幕末太陽傳('57) 川島雄三 <自由なる魂が隠し込んだ侠気 ―― 或いは、孤独なる確信的逃走者>

 攘夷に狂奔する若き「志士」たちが、馬で逃げる二人の英国人を抜刀して追っていく。しかし、ピストルで応戦する英国人に太刀打ちできる訳がない。一人のラジカル・ボーイがその銃丸に倒れて、呆気なく彼らの攘夷は頓挫した。男は懐中時計を落として、その場を立ち去って行く。

 男の名は、志道聞多。後の井上馨である。

 そして、この男が落とした時計を拾ったもう一人の男がいた。町人である。彼の名は、佐平次。本作の主人公である。

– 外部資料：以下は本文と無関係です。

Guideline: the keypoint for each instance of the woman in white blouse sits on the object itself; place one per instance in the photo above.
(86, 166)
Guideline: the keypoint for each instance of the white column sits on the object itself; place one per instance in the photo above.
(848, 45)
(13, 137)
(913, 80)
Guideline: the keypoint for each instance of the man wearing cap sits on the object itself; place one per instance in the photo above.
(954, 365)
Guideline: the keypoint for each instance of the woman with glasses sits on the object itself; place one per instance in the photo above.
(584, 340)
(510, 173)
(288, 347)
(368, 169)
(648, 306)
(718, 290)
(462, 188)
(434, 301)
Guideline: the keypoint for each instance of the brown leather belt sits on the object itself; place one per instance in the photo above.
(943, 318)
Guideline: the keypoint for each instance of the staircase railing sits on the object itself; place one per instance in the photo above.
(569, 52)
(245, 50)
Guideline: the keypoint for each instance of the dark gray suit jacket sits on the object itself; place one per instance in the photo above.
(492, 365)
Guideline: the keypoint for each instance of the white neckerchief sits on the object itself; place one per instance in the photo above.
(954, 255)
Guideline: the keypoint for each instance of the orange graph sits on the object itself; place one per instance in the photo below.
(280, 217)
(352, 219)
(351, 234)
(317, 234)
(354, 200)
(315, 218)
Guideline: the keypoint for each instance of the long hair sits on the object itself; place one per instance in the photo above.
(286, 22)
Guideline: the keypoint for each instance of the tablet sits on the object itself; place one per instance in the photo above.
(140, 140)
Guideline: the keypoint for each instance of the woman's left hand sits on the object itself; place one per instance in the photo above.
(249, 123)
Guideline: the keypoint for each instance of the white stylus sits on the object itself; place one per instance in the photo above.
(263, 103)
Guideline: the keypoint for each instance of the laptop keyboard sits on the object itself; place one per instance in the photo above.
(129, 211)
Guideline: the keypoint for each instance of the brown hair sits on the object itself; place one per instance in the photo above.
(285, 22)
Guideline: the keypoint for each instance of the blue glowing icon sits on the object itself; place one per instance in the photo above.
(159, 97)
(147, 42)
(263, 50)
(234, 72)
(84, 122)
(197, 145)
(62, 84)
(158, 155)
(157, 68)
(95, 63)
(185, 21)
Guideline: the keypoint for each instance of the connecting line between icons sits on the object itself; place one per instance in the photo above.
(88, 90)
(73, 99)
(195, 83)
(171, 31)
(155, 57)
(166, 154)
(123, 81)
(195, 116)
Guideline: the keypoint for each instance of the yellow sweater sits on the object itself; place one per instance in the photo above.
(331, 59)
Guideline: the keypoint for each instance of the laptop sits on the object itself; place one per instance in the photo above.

 映像はそこから一転して、現在(映画制作時の昭和32年)の品川の町の賑わいを紹介した後、再び、本作の舞台となった品川宿、「相模屋」を映し出した。
 
 佐平次が仲間三人を引き連れて、相模屋に乗り込んで行く。金もないのに芸者を呼ぶわ、酒を頼むわの大盤振舞いである。

 別の部屋では、攘夷に失敗した聞多の一行が頭領と目される男と物騒な話し合い。

 頭領の名は、高杉晋作。その晋作は聞多の説明から、逃れた英国人が異人館の技師であると知って、一瞬顔色を変えた。彼らは攘夷の危機を脱した英国人が、品川御殿山に逃げ込んだことを確認したのだ。早速、晋作の発案によって、一党は異人館の焼討ちの決行を合意するに至ったである。そんな熱気むんむんの激越な空気の中に、一党の一人である久坂玄瑞が入って来て、彼らの計画の無謀性を痛烈に批判するが、ラジカル・ボーイたちの勢いは全く止まる気配がなかった。
 
 一方、その夜、仲間を帰した佐平次の元に、店の若衆が勘定書きを持ってやって来た。

 佐平次の答えは明快だった。
 
 「あれだけ遊ばせてもらって、馬鹿に安いじゃないか・・・気の毒だがな、今日はここには持っちゃいねぇんだ」
 
 結局、佐平次は翌朝までに金を揃えておくということで、若衆を口八丁で追い返したのである。
 
 翌朝、佐平次が気だるい顔をして起きて、部屋の向こうに広がる海を見た。

 手前には、犬の死骸が打ち寄せられていて、思わず吐き気を催す男の表情からは、昨夜の生気は消えていた。そこに昨夜と違う若衆が勘定書きを持ってやって来て、佐平次は相変わらずの口八丁でその場を切り抜けるのである。
 
 階下では、相模屋の道楽息子の徳三郎が吉原からの朝帰りで、両親から散々説教を受けている。息子は「付け馬」(勘定の取り立て人)と一緒に帰って来て、親にその支払いを督促する。頑として応じない親に対して当て付けるように、道楽息子は法華太鼓を叩いて、宿泊客に向って、「女郎買いは止めろ」などと叫ぶ始末。
 
 「勘当だ!勘当にします・・・義理の子に、これほど馬鹿にされる筋合いは・・・」
 「そうです。あたしの子はお前さんの子。たとえお前さんがいいと言っても、あたしが許しません・・・」
 
 前者が、番頭上がりの義父の伝兵衛、後者が徳三郎の実母であるお辰の言葉。ところが道楽息子には、そんな常套句は全く通用しないのだ。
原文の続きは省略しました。